LSEG data contains both Regulation S and Rule 144A sustainable bonds. Rule 144A presents a safe harbour from the registration requirements of the Securities Act for resales of securities not fungible with securities listed on a US securities exchange to qualified institutional buyers. Regulation S provides a safe harbour from the registration requirements of the Securities Act for offerings made outside the United States (Bruckhaus, 2017[3]). The calculations presented take account of this factor, and an exercise to eliminate the duplication when a single bond was issued both under Regulation S and Rule 144A was performed.
In Table 4.1, for the GSS bonds where more than one “use of proceeds” was disclosed by the issuer, the amount issued by the GSS bond was equally split for each of the use of proceeds. For example, if a GSS bonds amounting to USD 1 000 displayed clean transport and energy efficiency as promised use of proceeds, USD 500 was allocated into the category clean transport and USD 500 into energy efficiency one.
In Table 4.2, for the SLBs where more than one key performance indicator was disclosed by the issuer, the amount issued by the SLB was equally split for each of the key performance indicators. For example, if a SLB amounting to USD 1 000 displayed renewable energy and sustainable forest management as key performance indicators, half of that amount was allocated into the category renewable energy and half into the sustainable and forest management one.
References
[2] Alonso Robisco, A. and J. Carbó Martinez (2023), “Analysis of CBDC narrative of central banks using large language models”, https://doi.org/10.53479/33412.

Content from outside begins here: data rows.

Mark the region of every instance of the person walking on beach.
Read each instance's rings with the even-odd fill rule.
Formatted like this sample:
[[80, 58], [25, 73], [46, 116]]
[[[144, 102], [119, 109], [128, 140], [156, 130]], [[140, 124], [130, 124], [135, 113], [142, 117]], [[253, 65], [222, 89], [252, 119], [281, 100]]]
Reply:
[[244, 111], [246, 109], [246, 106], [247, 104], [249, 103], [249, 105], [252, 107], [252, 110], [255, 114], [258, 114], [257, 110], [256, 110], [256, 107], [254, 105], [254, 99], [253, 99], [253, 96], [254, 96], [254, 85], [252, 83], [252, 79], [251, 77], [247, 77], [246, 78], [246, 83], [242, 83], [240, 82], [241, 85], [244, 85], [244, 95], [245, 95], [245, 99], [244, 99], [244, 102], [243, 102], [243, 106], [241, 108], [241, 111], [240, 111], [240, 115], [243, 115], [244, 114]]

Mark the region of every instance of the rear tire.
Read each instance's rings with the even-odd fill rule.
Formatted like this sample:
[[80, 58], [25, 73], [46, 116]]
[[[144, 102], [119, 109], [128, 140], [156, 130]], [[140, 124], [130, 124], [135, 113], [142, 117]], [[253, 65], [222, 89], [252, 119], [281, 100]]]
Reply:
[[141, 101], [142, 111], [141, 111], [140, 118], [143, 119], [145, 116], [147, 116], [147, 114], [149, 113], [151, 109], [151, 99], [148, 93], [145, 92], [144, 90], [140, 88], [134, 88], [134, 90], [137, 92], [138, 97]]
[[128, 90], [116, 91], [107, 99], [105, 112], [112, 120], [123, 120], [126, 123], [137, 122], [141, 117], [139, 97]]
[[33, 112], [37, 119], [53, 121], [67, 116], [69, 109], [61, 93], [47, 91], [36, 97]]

[3] Bruckhaus, F. (2017), SEC Issues Interpretations Relating to Rule 144A and Regulation S, Oxford Business Law Blog, https://blogs.law.ox.ac.uk/business-law-blog/blog/2017/01/sec-issues-interpretations-relating-rule-144a-and-regulation-s.
[1] De La Cruz, A., A. Medina and Y. Tang (2019), “Owners of the World’s Listed Companies”, OECD Capital Market Series, Paris, http://www.oecd.org/corporate/Owners-of-the-Worlds-Listed-Companies.htm.
Notes
← 1. When it comes to the current machine learning technology, classifying the articles by reading them one by one is inevitable to figure out whether it is related to the AI and to define the sentiments. If extracting the articles just by the bag of words without reading the context, this may cause errors and lower the model’s functional performance.
← 2. Within the Korean news, words for AI, 생성AI, 인공지능, Artificial Intelligence, ChatGPT, 챗GPT, Generative AI and its related words were used. On the other hand, AI, 生成AI, ジェネラティブAI, 人工知能, Artificial Intelligence, Chat GPT, チャットGPT, Generative AI, 対話型AI and related words were used for the Japanese News.
← 3. Supported by computational linguistics and archaeological evidence, the historically adjacent Tungusic languages are the likeliest candidates to explain the similarities between Japanese and Korea, and the geographical proximity has also led to successive waves of cultural and linguistic contact, such as language borrowing. For example, with the geographically close between Japan and Korea, both languages share considerable similarity in typological features of their syntax and morphology. Besides, both has a common denominator for the presence of Chinese characters and historical influence between them.